On a book tour, if things go well, readers show up. If things go really well, not all of them are your cousins, or process servers, or a guy clutching the unpublished novel he wants you to deliver to JK Rowling/Anne Rice/James Cameron/The President.
But I digress. At a truly good book tour event, a big part of the fun is answering questions from the audience. It’s great to hear what readers actually want to know — about writing, research, storytelling, character; the whole gamut. And I enjoy conversation more than I enjoy lecturing.

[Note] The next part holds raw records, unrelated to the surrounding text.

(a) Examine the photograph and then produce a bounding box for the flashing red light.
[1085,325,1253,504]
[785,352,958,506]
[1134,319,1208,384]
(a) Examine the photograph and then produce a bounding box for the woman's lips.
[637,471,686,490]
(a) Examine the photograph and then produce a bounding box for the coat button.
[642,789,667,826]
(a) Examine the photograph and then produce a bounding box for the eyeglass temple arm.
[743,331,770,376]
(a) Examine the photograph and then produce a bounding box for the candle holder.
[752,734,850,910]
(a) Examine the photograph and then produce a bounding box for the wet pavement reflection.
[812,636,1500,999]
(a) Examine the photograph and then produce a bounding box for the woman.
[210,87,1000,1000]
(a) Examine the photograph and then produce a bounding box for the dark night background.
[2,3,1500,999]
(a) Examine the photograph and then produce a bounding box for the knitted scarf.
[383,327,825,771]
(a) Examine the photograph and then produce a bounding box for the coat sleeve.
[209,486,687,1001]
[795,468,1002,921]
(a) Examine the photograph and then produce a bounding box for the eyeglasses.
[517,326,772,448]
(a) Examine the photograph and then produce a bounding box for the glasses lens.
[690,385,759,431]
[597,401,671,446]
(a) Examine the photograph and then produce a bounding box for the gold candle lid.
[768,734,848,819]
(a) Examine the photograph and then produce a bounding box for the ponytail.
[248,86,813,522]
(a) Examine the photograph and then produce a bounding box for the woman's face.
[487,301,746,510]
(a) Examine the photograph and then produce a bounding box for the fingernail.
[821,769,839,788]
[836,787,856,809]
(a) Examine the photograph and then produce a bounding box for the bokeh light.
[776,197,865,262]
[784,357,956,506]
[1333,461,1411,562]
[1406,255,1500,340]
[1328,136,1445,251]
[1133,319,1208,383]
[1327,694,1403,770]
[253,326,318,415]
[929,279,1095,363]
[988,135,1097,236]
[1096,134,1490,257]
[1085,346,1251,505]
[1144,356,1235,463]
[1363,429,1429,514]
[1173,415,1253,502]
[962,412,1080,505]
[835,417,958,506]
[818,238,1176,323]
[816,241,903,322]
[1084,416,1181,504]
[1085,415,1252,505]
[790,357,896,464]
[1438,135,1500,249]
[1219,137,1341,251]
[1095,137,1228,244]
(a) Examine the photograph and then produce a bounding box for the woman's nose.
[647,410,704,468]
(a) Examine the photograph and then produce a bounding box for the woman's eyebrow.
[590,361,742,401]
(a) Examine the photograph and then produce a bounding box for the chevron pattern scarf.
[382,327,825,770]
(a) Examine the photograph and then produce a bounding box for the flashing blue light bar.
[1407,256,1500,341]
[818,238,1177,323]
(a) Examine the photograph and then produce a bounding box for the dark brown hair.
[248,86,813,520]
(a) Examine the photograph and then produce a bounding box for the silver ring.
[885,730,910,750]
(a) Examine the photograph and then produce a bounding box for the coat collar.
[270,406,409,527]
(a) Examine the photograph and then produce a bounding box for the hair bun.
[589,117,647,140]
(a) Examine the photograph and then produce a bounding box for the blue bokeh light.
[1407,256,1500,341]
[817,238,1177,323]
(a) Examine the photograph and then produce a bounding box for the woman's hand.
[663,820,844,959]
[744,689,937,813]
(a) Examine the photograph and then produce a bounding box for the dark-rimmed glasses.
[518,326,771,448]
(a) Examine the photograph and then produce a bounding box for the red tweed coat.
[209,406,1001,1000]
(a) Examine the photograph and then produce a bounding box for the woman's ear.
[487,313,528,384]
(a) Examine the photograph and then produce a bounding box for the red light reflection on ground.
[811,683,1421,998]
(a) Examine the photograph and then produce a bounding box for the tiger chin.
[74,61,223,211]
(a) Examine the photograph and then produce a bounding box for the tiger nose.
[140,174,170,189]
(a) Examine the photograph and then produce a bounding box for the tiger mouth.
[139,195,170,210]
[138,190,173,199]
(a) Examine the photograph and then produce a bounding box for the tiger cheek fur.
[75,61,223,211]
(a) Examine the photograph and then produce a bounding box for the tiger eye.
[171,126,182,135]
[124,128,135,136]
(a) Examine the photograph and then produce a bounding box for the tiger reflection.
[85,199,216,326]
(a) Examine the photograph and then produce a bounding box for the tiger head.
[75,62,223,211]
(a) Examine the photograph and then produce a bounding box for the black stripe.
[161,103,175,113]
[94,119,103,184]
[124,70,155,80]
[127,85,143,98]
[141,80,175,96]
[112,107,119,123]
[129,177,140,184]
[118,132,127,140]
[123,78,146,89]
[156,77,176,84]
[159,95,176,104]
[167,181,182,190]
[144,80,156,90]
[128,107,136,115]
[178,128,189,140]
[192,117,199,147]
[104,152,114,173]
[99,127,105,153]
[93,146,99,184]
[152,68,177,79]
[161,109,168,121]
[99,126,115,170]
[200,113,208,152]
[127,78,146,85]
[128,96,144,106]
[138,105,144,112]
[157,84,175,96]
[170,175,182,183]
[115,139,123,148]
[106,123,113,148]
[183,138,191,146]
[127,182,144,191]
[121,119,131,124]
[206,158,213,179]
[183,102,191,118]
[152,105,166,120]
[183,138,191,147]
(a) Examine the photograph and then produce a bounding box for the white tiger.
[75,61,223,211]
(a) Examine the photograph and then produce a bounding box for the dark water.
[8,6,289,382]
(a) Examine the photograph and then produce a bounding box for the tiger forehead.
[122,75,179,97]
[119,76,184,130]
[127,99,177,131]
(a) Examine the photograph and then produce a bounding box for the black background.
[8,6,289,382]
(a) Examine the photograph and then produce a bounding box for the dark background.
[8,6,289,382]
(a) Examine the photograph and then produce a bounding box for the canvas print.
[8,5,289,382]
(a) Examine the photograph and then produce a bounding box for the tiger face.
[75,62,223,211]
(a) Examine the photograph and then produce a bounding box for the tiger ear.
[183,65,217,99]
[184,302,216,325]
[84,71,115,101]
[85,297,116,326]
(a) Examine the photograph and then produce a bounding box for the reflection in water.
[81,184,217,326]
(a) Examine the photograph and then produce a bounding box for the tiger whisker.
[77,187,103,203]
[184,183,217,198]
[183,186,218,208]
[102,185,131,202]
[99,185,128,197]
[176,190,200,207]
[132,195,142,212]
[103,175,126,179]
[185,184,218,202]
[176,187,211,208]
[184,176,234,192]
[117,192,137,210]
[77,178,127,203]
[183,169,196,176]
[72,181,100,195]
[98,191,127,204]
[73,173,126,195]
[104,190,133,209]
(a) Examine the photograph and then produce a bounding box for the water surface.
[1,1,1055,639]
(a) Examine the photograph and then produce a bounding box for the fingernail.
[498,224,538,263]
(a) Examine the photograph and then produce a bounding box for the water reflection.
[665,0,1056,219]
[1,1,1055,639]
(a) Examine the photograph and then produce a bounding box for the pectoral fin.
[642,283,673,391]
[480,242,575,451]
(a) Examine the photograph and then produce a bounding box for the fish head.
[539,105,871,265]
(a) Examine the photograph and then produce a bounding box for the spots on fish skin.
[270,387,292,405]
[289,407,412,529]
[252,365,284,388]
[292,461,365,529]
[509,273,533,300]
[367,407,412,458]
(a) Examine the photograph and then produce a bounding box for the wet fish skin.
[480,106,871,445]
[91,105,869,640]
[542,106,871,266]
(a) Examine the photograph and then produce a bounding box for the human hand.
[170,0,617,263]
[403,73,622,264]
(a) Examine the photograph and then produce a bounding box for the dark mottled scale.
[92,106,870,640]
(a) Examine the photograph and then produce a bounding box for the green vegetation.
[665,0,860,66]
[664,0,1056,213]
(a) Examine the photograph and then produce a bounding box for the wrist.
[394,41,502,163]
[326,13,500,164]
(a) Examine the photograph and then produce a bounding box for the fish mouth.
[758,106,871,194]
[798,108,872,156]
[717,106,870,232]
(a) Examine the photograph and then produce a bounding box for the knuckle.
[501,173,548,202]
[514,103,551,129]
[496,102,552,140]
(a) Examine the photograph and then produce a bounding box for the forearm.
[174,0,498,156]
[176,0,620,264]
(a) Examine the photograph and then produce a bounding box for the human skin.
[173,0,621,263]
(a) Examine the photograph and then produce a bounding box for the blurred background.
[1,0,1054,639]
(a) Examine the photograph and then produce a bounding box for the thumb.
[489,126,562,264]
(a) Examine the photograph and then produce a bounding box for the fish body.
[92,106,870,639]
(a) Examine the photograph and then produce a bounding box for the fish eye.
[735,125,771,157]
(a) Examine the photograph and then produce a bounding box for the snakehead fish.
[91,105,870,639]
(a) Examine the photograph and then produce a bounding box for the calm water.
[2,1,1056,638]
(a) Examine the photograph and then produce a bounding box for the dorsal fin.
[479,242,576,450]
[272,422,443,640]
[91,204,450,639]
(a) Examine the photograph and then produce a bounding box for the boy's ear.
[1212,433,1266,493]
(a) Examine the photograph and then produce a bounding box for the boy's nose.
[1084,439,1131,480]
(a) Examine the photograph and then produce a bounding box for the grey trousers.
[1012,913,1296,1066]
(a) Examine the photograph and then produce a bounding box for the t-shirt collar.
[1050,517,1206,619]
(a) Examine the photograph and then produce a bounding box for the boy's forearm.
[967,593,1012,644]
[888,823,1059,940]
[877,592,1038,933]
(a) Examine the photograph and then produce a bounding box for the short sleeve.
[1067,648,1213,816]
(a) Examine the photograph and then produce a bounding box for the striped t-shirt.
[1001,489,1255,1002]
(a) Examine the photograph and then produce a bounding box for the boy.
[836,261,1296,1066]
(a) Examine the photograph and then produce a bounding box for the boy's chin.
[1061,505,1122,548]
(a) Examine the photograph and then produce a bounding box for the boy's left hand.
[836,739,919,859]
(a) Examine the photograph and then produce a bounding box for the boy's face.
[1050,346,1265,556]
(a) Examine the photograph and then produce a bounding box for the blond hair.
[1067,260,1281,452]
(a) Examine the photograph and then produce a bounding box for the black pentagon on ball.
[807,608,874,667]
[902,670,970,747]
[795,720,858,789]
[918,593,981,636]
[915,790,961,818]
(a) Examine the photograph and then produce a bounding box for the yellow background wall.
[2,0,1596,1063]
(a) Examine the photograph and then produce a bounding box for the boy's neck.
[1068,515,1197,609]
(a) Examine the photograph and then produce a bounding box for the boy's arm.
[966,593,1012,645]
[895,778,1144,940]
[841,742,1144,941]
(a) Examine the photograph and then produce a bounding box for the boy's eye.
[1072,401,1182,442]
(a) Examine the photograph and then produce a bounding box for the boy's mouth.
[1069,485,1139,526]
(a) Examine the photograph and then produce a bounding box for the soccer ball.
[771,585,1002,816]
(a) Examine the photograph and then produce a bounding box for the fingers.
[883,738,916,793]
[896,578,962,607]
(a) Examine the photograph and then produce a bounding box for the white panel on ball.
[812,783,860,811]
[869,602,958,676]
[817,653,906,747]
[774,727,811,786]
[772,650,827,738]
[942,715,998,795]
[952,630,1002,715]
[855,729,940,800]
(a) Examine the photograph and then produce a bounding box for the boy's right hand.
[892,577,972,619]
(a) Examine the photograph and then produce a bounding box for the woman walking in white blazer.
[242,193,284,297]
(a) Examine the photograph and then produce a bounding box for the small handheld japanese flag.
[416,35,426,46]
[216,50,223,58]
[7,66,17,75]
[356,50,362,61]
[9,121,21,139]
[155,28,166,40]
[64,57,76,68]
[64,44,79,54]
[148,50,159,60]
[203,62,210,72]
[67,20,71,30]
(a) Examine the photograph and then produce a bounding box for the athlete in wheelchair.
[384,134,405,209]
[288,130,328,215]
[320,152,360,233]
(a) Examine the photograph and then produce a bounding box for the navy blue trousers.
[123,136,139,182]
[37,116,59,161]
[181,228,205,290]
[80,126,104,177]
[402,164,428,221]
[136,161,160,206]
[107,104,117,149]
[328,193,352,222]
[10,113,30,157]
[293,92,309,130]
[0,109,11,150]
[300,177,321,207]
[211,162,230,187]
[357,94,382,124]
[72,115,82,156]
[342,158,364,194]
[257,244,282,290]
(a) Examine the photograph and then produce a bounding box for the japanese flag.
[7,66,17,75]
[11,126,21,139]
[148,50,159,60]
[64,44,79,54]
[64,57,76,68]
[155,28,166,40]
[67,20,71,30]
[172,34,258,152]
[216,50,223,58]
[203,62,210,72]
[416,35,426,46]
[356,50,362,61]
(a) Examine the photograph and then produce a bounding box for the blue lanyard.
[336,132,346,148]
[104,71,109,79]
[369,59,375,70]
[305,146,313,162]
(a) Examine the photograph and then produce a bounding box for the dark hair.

But over the years, across many events, I’ve heard some unusual questions.
Q: Does your editor give you a sheet of paper with a list of words and phrases you’re required use in a thriller?
A: Never. I can’t conceive of such a thing.
Q: To get the love scenes right, did you sleep with a ____ a) fighter pilot? b) paraplegic? c) pararescueman?
A: No, no, and no. It’s called imagination.
Q: Are you sleeping with Stephen King?
A: No. And by the way, my husband is sitting directly behind you.
Woman frowning at The Liar’s Lullaby: “Does it contain dialogue?”
Woman (putting the book down): “Ugh. I hate hearing voices in my head.”
Q: “You write novels? Too bad. I can’t read fiction.”
A: I’m so sorry. Is there anything they can do?
And some questions, I simply have no answer to.
Man: “I want to write, but I hear writers have to be unbalanced geniuses. I’m a genius but perfectly balanced. How unbalanced are you?”
Me: blank stare.
Man (turning to my husband): “Is she unbalanced?”
Husband: blank stare, followed by sprint out the door and across the parking lot.
Woman skimming the jacket copy on China Lake: “Wyoming? No thanks. I have no interest in traveling there.”
Woman at a group signing, confronting me and a fellow author: “I’m not going to fork out for two books. Each of you, convince me why I should buy yours and not the other’s.”
Woman looking slightly baffled: “I heard the FAA was shut down. How’d you fly here? Is there rioting at the airport?”